Living well is the best revenge
by lex, on Oct 25, 2005
And a long life, too, full of bravery and decency and standing up for what’s right.
Amazing how the world can be changed for the better by small acts of courage:
Nearly 50 years ago, Rosa Parks made a simple decision that sparked a revolution. When a white man demanded she give up her seat on a Montgomery, Ala., bus, the then 42-year-old seamstress said no.

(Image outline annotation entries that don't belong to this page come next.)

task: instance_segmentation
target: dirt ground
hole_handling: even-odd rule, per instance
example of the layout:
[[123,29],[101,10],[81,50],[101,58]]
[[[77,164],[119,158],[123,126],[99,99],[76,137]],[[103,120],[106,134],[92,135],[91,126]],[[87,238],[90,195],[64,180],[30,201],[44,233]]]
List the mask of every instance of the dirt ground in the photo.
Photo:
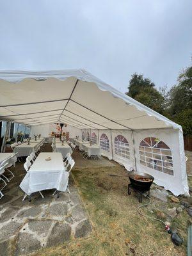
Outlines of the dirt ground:
[[[79,156],[77,154],[74,158],[77,163]],[[188,154],[189,163],[192,154],[191,152]],[[186,255],[190,217],[186,210],[170,220],[172,226],[184,239],[183,244],[176,246],[171,241],[170,235],[164,230],[163,223],[143,217],[138,212],[137,208],[140,204],[134,193],[127,195],[127,173],[122,166],[113,161],[109,161],[109,166],[105,162],[104,166],[97,164],[97,161],[95,164],[89,160],[84,162],[81,159],[81,167],[77,164],[72,175],[87,211],[93,227],[92,232],[86,238],[73,239],[69,243],[40,250],[33,255]],[[188,168],[189,173],[190,164],[188,164]],[[143,203],[148,202],[148,199],[144,199]],[[152,204],[142,211],[165,221],[166,216],[159,216],[159,210],[166,212],[168,208],[179,206],[179,204],[170,200],[164,203],[153,197]]]

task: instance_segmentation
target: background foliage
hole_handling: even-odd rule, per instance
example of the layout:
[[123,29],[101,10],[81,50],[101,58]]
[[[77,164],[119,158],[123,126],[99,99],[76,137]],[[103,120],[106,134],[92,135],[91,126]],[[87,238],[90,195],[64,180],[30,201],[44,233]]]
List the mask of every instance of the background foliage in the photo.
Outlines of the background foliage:
[[184,134],[192,136],[192,67],[182,70],[170,90],[167,86],[158,90],[150,79],[134,73],[125,94],[180,124]]

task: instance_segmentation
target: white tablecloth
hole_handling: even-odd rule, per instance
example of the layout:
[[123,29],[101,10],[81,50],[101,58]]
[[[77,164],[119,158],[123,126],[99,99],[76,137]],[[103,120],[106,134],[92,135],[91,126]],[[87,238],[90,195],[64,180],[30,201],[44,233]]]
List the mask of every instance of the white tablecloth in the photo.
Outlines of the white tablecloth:
[[56,143],[55,146],[56,152],[61,152],[63,158],[65,157],[67,153],[69,152],[70,154],[72,153],[70,147],[67,143],[63,143],[62,145],[62,143]]
[[89,157],[91,156],[100,156],[101,155],[99,145],[93,144],[92,146],[90,144],[83,143],[81,145],[83,150],[87,152]]
[[83,141],[82,140],[75,140],[75,145],[76,146],[79,147],[79,149],[81,150],[82,150],[82,147],[81,147],[82,144],[89,144],[90,143],[90,141]]
[[[46,161],[49,157],[51,161]],[[65,191],[68,173],[65,171],[61,153],[40,153],[20,184],[28,195],[45,189]]]
[[[11,156],[14,156],[14,153],[0,153],[0,166],[1,165],[1,163],[6,159],[8,159],[9,157]],[[9,163],[13,164],[14,166],[15,164],[15,163],[17,162],[17,156],[14,156],[10,159],[8,160],[8,161],[4,162],[4,164],[8,162]]]
[[41,142],[43,141],[43,140],[44,140],[44,139],[43,139],[43,138],[36,139],[36,140],[35,140],[35,139],[31,139],[31,140],[30,140],[30,143],[31,143],[31,142],[36,142],[36,143],[40,143]]
[[35,152],[38,145],[38,142],[30,142],[29,145],[26,142],[16,146],[13,149],[13,152],[18,152],[17,157],[28,156],[30,155],[32,152]]

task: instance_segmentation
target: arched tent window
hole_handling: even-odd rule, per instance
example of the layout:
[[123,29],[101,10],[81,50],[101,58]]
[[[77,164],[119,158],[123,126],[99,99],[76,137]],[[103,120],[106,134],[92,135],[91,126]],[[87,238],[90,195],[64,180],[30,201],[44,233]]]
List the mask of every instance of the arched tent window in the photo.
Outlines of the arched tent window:
[[103,133],[100,137],[100,148],[105,151],[109,152],[109,139],[106,134]]
[[122,135],[117,135],[115,138],[115,154],[124,158],[130,158],[129,143]]
[[173,175],[172,150],[163,141],[148,137],[140,144],[140,163],[157,171]]
[[95,132],[92,134],[92,141],[93,144],[97,144],[97,135]]
[[86,140],[87,141],[89,141],[90,140],[89,132],[86,132]]

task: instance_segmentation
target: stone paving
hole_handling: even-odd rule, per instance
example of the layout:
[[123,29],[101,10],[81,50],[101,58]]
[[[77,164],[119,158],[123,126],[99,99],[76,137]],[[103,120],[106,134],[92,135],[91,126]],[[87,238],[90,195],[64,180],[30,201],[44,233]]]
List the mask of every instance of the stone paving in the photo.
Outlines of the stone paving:
[[[14,169],[12,169],[14,170]],[[19,184],[26,174],[17,163],[15,177],[3,190],[0,200],[0,255],[22,255],[46,246],[88,236],[92,227],[72,178],[70,193],[54,190],[34,194],[31,202],[22,199]]]

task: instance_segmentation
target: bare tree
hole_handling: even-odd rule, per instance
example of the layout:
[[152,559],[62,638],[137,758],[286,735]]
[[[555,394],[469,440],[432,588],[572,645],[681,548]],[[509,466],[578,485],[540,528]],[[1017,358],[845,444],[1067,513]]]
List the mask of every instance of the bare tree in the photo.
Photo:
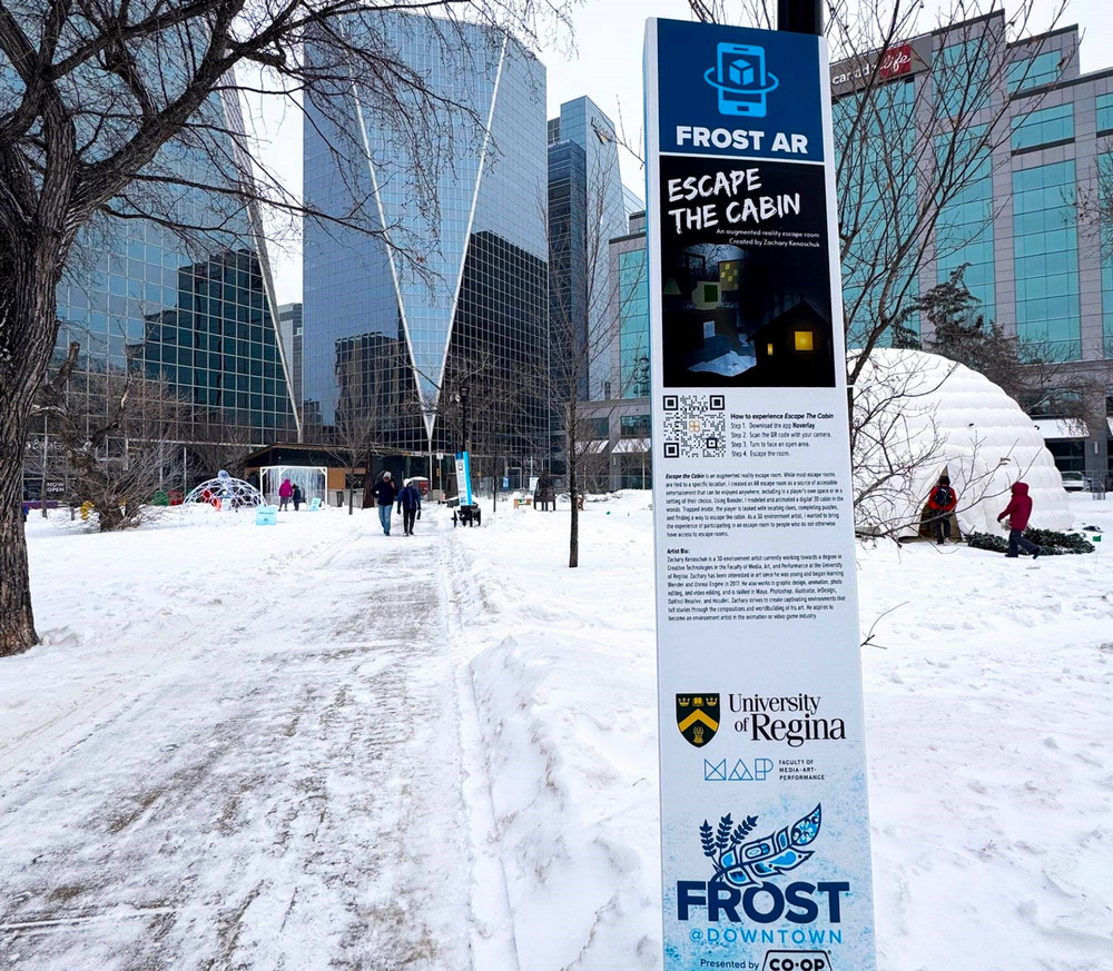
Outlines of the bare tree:
[[[1017,72],[1006,63],[1005,42],[1032,33],[1035,56],[1042,32],[1060,21],[1066,0],[1055,0],[1036,30],[1037,0],[944,0],[933,19],[918,0],[828,0],[826,34],[834,81],[836,190],[844,324],[865,354],[849,358],[853,386],[869,351],[908,323],[920,274],[951,266],[994,218],[987,204],[982,226],[952,226],[948,206],[1008,165],[1009,119],[1017,106],[1008,93],[1027,81],[1033,61]],[[691,0],[701,20],[755,27],[776,23],[772,0]],[[928,31],[936,50],[930,70],[916,83],[894,73],[894,58],[910,69],[925,63],[908,41]],[[1064,60],[1076,57],[1068,53]],[[1024,111],[1040,107],[1036,96]]]
[[[570,567],[580,563],[580,503],[589,470],[600,462],[597,434],[614,403],[604,404],[604,375],[618,339],[618,280],[610,273],[608,182],[615,172],[601,162],[587,172],[585,206],[549,224],[549,368],[540,380],[551,402],[553,437],[560,439],[571,505]],[[589,404],[590,402],[590,404]],[[603,455],[607,460],[609,447]]]
[[[925,368],[918,355],[899,351],[875,353],[863,366],[850,414],[854,521],[860,536],[896,539],[918,528],[925,489],[944,466],[957,486],[955,513],[1004,494],[1027,472],[1016,465],[1015,449],[999,454],[978,429],[968,440],[966,435],[951,440],[953,429],[939,420],[938,393],[957,366]],[[1001,474],[1003,464],[1007,476]]]
[[365,191],[353,186],[341,211],[307,210],[237,121],[250,93],[295,110],[308,100],[329,121],[331,150],[365,158],[353,113],[404,118],[391,148],[412,175],[412,211],[435,216],[437,172],[460,148],[443,135],[445,112],[475,112],[432,90],[387,40],[400,11],[451,34],[454,51],[470,47],[464,20],[529,42],[564,18],[561,0],[0,2],[0,655],[36,642],[21,462],[57,339],[56,286],[81,234],[108,217],[221,241],[244,224],[257,231],[267,206],[378,236],[423,273],[414,234],[384,227]]
[[76,373],[79,353],[72,343],[41,387],[35,415],[49,419],[72,472],[70,497],[92,505],[100,531],[137,526],[175,460],[184,405],[137,368]]
[[[339,400],[331,440],[347,460],[348,515],[352,515],[355,488],[352,476],[363,465],[371,474],[371,453],[395,450],[398,428],[420,420],[416,390],[406,380],[410,368],[404,343],[381,334],[365,334],[341,341],[336,379]],[[366,491],[366,483],[365,483]]]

At the time, she couldn’t have known it would secure her a revered place in American history. But her one small act of defiance galvanized a generation of activists, including a young Rev. Martin Luther King Jr., and earned her the title “mother of the civil rights movement.”
And,
At a celebration in her honor (in 1988) she said: “I am leaving this legacy to all of you … to bring peace, justice, equality, love and a fulfillment of what our lives should be. Without vision, the people will perish, and without courage and inspiration, dreams will die — the dream of freedom and peace.”
Amen, sister. Rest in peace.
Update: Apparently individual freedom of conscience and the right to interpret the world as one finds it are not among all the freedoms for which Rosa Parks successfully fought. It’s amazing to me that 50 years after Mrs. Parks risked her very life in the charged and racist atmosphere of the Jim Crow south by refusing to be defined by the color of her skin, others still maintain that Secretary of State Condi Rice ought to submit to the collective will of those who would seek to box her in by skin color.
Instead the message appears to be, “Get back across the color line, Madame Secretary – no one cares what you think.”